イ・ナムシンさん 「配達ライダーは労働者だ」 (11/7)

イ・ナムシン「配達ライダーは労働者だ」
http://www.labortoday.co.kr/news/articleView.html?idxno=161343
2019/11/07 毎日労働News コラム

(W) 日本でもウーバー・イーツにユニオンが結成されましたが、韓国では以前からバイク便など個人請負形式の働き方が広がっていました。特殊形態勤労従事者(特殊雇用)と呼ばれ、その保護が問題になっていました。この5月に「ライダーユニオン」が結成され、労働者としての権利主張の取り組みが広がっています。そして、その一環としての申請を受けたソウル北部労働庁(日本の労基署に該当)が「労働者性」を認める判断をしました。その意味について、イ・ナムシン前・韓国非正規労働センター長が「コラム」を毎日労働Newsに掲載されました。日本とも酷似した問題です。急いで試訳してみました。〔訳文責: 脇田滋)


(試訳) 配達ライダーは労働者だ
イ・ナムシン韓国非正規労働センター常任活動家

 プラットホーム労働と特殊雇用、非正規職問題が社会的話題に浮び上がっている時、雇用労働部が重要な行政判断をした。労働部ソウル北部支庁が個人事業者として業務委託契約を結んで働く配達アプリ「YOGIYO」配達員が、去る8月、提起した申請に対する結果を先月28日通知して、配達員を労働者と認定したのである。労働部が、配達アプリを通じて働く配達員を労働者と認定したのは初めてである。当事者として持続的に問題提起をしたライダーユニオンは「YOGIYOの偽装請負が確認された」として、プラットホーム業者全般の偽装請負根絶運動に出るとも表明した。
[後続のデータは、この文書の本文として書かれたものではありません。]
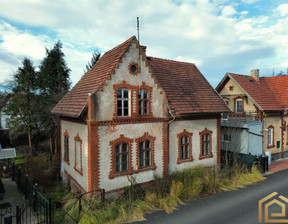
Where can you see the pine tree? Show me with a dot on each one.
(23, 106)
(95, 57)
(54, 83)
 ライダーをはじめとするプラットホーム労働は、特殊雇用の非正規職問題と直結している。特殊雇用は、実際の労働者や労働者に近く、働いているのにもかかわらず、法的身分は個人事業者となっていて、勤労基準法や社会安全網の恩恵を受けることができない。自営業者と偽装された労働者であるとして偽装自営業者と呼ばれることになる。基本給もなく、事故が起きても本人が責任を負わなければならない。ライダーは、最も急速に増えている代表的な特殊雇用の非正規職職群である。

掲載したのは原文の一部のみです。